Andrea Constand’s mother proved to be a formidable witness at the first trial, offering testimony about a call she secretly recorded with Cosby and about other conversations with the man she believes sexually assaulted her daughter. She told jurors that Cosby told her in a call she did not record that “he was sorry for what he did.”
The past accusers
Prosecutors have said they will call five women who have alleged they were sexually assaulted by Cosby between 1982 and the mid-1990s. The known accuser is Janice Dickinson, a former supermodel who has made frequent and often emotional television appearances to lay out her claim that Cosby drugged and sexually assaulted her at a Lake Tahoe hotel. Dickinson says Cosby gave her a blue pill that immobilized her arms and legs and left her unconscious, and that she awoke with a “sharp pain in her buttocks.”
Dickinson’s attorney, Lisa Bloom, confirmed the former model is “ready, willing and able to testify truthfully about her experience.”
Another accuser, Janice Baker-Kinney, was a bartender at Harrah’s Reno. She says she became “fuzzy” and “woozy” after taking two pills at a house in Reno where Cosby had lured her with promises of a party that never materialized. Heidi Thomas, a model who also is slated to testify, says she, too, was drugged and assaulted by Cosby in Reno.
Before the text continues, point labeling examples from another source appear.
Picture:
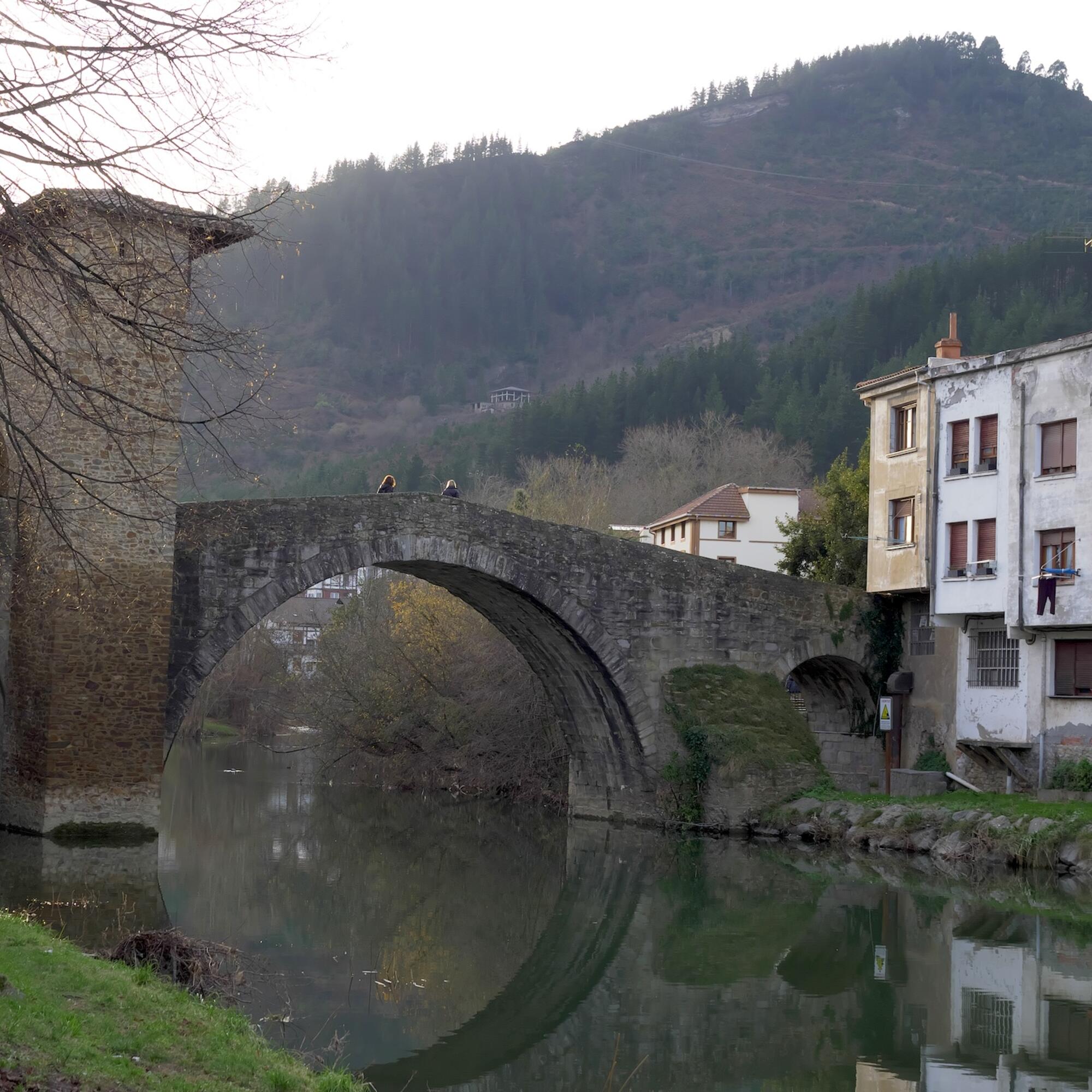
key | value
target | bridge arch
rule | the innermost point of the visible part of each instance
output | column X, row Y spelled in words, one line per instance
column 604, row 714
column 833, row 681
Two other witnesses joining them will be Chelan Lasha and Lise-Lotte Lublin. They both say they were drugged and sexually assaulted by Cosby in his suite at a Las Vegas hotel in the mid- to late 1980s. Lasha says she believes Cosby slipped a drug into a glass of Amaretto he gave her. Lublin says Cosby gave her two drinks, saying they would help “relax” her.
Prosecutors have signaled that they do not plan to call Kelley Johnson, the one previous accuser who was allowed to testify at Cosby’s first trial. Johnson sobbed on the witness stand while recounting her allegation that Cosby drugged and sexually assaulted her at a Los Angeles hotel.
The strongest evidence against Cosby
Cosby gave extraordinary testimony in 2005 and 2006 during a lawsuit filed against him by Constand. (The case was eventually settled for an undisclosed amount.) Over the course of four days of questioning, Cosby admitted to acquiring quaaludes, a powerful sedative that was once a popular recreational drug, to give to women with whom he wanted to have sex in the 1970s. Cosby also testified about his sexual contact with Constand but characterized it as consensual. In the deposition, Cosby acknowledged giving pills to Constand but said they were the over-the-counter allergy medication Benadryl.
Weaknesses of the prosecution case
There appears to be no physical evidence to support Constand’s allegations. She was not examined by a doctor after the alleged incident. She did not contact police until a year later, and there are several inconsistencies in her statements to investigators that could be used to undercut her credibility. Though the criminal case was filed just before the expiration of Pennsylvania’s statute of limitations, it will be going to trial more than 14 years after the alleged incident.